Tutorial to use the stylometric tools of the Stylo R package into TXM

Install stylo package

If needed, install Stylo (reference documentation https://sites.google.com/site/computationalstylistics/stylo):

  • switch to the R perspective: using the “R” perspective button in the toolbar or “View > Perspectives > R” menu
  • create a new R session: click on the New session button in the toolbar
    → a new “sessionX.R” script file is opened in a text editor
  • copy the following R code in the script:
    install.packages("stylo")
  • run the script: click on the “Run” button in the toolbar
    → the Console display installation messages and finish with: Rserve>* DONE (stylo)
  • should the install process abort for some reason, you can try to install Stylo from R directly:
    • under Windows, TXM uses its own R environment, so you need to run that R to install the package
    • under Mac and Linux, TXM uses the installed R, so you need to install your R package as usual
    • when you start TXM again, it will be able to use the freshly installed packages through the R it communicates with.

Import a corpus

If needed, import a new corpus into TXM:

  • lets install the Stylo sample corpus
  • unzip the archive and rename the “corpus” directory to “BritishFiction”
  • launch TXM
  • Run the “File > Import > TXT+CSV” import command
  • in the “Import parameters” form:
    • select the “BritishFiction” source directory with the folder icon
    • if needed, select the “en” main language to tune the tagging process (TreeTagger must be installed for the annotation process to work, see http://txm.sourceforge.net/installtreetagger_en.html)
    • start the import process by clicking on the “Start” icon (green arrow)

Load the stylo package in TXM R workspace

Load the stylo package into TXM:

  • edit your R session script or create a new one (by clicking on the “New Session” button in the toolbar)
  • copy the following R code in the script :

library(stylo)

  • select the R code with the mouse and execute it through the contextual menu command “R > Execute selected text”

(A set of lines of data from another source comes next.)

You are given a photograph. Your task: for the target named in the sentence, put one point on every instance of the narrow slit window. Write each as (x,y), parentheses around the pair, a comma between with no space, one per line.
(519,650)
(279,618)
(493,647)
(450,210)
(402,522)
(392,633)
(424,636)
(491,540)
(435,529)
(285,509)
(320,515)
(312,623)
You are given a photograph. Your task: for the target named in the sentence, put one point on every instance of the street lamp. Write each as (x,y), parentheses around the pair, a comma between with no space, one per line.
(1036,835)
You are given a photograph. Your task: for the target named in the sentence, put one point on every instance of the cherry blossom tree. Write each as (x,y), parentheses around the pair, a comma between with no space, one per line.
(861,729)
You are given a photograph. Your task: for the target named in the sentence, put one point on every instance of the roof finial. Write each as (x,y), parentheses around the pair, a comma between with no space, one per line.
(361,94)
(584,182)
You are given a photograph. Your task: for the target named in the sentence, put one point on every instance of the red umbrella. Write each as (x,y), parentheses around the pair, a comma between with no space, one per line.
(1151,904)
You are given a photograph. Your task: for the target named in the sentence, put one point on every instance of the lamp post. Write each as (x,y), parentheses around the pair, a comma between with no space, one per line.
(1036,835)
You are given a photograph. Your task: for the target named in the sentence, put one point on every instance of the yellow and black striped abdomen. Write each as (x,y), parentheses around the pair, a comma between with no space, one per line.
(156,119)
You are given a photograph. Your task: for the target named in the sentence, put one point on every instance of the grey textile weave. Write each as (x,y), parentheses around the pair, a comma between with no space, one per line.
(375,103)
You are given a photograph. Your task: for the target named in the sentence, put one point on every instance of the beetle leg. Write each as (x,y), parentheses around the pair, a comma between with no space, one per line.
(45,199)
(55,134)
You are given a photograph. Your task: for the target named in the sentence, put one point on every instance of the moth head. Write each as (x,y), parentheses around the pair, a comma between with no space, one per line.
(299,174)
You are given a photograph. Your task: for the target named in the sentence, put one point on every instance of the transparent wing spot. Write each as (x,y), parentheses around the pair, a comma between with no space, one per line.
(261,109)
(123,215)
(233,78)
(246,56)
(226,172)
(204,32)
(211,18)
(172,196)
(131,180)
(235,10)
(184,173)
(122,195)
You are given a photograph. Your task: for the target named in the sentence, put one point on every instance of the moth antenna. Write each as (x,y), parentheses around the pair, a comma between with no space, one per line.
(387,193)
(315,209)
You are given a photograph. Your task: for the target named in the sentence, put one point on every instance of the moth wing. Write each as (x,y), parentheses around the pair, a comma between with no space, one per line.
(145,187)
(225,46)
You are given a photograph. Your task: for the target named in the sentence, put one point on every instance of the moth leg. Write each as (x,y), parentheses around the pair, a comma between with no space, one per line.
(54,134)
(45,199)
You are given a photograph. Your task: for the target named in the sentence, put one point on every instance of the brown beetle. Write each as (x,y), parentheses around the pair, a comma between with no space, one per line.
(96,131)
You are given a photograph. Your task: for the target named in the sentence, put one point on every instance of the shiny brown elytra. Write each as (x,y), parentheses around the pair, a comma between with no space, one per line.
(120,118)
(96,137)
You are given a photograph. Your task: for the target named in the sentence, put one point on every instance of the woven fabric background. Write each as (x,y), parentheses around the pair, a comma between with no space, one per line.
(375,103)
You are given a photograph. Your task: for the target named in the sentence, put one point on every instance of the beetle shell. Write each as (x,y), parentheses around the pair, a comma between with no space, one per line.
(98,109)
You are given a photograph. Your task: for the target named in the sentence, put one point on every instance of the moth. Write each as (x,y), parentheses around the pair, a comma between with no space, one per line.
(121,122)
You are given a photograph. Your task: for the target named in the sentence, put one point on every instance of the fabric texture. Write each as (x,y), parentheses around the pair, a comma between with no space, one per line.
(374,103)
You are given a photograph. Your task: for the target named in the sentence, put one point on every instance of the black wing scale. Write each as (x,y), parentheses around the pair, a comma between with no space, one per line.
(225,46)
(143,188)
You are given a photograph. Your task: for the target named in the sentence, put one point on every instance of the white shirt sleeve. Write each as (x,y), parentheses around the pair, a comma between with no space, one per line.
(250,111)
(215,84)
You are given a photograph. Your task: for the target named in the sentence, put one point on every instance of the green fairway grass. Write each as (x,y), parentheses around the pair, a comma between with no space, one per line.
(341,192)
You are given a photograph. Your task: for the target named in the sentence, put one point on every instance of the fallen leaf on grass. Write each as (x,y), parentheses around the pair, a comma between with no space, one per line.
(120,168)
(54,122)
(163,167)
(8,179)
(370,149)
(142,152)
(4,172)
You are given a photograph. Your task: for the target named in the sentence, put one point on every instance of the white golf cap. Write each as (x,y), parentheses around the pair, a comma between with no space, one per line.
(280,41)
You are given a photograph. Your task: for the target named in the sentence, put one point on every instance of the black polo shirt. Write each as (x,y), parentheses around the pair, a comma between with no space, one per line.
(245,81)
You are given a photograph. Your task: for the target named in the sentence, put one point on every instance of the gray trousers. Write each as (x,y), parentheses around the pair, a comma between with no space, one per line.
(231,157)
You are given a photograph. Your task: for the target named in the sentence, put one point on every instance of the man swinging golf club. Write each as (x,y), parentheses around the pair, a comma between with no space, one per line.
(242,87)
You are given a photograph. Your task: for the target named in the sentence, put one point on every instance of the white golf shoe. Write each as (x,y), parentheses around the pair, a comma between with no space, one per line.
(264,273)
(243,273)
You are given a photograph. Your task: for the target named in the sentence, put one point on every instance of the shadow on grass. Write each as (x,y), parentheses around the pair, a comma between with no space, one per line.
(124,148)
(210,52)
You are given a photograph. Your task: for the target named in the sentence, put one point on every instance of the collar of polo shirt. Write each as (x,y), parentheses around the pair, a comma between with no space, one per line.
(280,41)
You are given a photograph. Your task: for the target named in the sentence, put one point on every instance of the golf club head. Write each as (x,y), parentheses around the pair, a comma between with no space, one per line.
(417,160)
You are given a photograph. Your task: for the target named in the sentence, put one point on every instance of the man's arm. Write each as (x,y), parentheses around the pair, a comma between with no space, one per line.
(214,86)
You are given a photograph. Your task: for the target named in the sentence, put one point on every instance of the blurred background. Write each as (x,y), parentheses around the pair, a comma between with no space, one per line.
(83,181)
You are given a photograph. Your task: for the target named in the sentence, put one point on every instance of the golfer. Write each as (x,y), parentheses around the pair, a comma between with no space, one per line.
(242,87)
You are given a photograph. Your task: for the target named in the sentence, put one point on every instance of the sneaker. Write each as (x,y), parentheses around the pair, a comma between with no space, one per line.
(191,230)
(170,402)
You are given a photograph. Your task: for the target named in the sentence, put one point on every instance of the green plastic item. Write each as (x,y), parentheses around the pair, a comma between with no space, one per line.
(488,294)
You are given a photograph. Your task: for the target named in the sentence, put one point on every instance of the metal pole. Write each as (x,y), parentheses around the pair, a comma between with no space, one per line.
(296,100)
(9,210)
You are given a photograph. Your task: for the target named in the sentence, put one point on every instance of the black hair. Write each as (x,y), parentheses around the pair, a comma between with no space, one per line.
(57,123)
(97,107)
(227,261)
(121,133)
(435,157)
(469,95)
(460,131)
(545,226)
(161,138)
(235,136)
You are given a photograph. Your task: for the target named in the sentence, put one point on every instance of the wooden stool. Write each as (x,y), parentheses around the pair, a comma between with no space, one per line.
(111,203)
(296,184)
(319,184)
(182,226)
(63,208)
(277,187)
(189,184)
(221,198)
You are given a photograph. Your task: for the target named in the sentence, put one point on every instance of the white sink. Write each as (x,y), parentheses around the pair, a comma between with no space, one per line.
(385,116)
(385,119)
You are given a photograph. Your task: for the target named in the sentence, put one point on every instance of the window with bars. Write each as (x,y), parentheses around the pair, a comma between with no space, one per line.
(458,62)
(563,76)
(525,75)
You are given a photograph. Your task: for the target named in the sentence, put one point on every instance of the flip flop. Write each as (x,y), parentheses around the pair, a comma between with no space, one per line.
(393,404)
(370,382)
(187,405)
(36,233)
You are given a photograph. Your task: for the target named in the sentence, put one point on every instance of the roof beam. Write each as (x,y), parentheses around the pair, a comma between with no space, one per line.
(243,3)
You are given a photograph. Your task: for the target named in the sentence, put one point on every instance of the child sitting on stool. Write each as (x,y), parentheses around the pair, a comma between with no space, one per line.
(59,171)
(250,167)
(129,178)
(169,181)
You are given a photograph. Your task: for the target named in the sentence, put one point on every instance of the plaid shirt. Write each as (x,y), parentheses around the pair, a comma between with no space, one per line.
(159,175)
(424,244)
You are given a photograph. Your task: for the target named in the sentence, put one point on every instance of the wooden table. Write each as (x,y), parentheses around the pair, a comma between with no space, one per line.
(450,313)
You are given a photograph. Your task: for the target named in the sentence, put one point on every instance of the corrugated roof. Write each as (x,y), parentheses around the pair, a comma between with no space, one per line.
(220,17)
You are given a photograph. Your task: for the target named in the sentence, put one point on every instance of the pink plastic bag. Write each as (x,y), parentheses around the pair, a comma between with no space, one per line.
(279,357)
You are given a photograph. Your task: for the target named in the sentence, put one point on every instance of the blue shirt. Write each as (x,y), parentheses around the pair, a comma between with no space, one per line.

Call stylo() function on a TXM frequencies table

Now, let's use Stylo:

  • if needed, switch to the “Corpus perspective”
  • run the “Partition” command on the “ BRITISHFICTION” corpus to compare all the texts of the corpus (with the “Corpus > Partition” main menu or contextual menu), in the parameters window:
    • use “Simple” mode
    • select the “text” structure
    • select the “id” property
    • click on “OK”
      → a new “text_id” partition is created
  • let's build a frequencies table of all the “Adj Noun” patterns:
    • run the “Index” command on the “BRITISHFICTION > text_id” partition (with the “Corpus > Partition” main menu or contextual menu):
      • use the [enpos="JJ.*"] [enpos="NN.*"] Query
      • click on the “Edit” button of the “Properties” parameter and select only the “enlemma” property (to count the lemma of the sequences instead of their graphical forms), then click on “Ok”
      • set the “Vmax” parameter to 500 (to only build the table of the 500 most frequent lemma sequences)
      • click on “Search”
        → a new “BRITISHFICTION > text_id > [enpos=“JJ.*”] [enpos=“NN.*”]:enlemma” index is created

  • let's call the 'stylo' method on the frequencies table:
    • send the Index object to R (with the “Tools > Send to R” main menu or contextual menu)
      → the index icon gets a small red “R” letter decoration to confirm the transfer to R
      → the Console displays the name of the R symbol created (“Index1” for example):
      [enpos="JJ.*"] [enpos="NN.*"]:enlemma >> Index1
    • switch to the R perspective
    • edit your R session script or create a new one (by clicking on the “New Session” button in the toolbar)
    • copy the following R code in the script :
      stylo(frequencies=t(subset(Index1$data, select= -F)), relative.frequencies=F)
      Remark: You can also directly modify 'Index1' value before giving it to stylo Index1$data <- subset(Index1$data, select= -F) then stylo(frequencies=t(Index1$data), relative.frequencies=F)
    • select the R code with the mouse and execute it through the contextual menu command “R > Execute Text Selection”
      → choose Stylo parameters settings and press “OK”
      → the result is displayed in a new window
    • when finished, close the window by executing the “dev.off()” R code

Displaying your graphics into TXM

By default, R graphics generated by Stylo are displayed in an external window and frozen (). To display Stylo graphics into usual TXM windows, you can embed the R code calling Stylo in a Groovy script managing the R device for you.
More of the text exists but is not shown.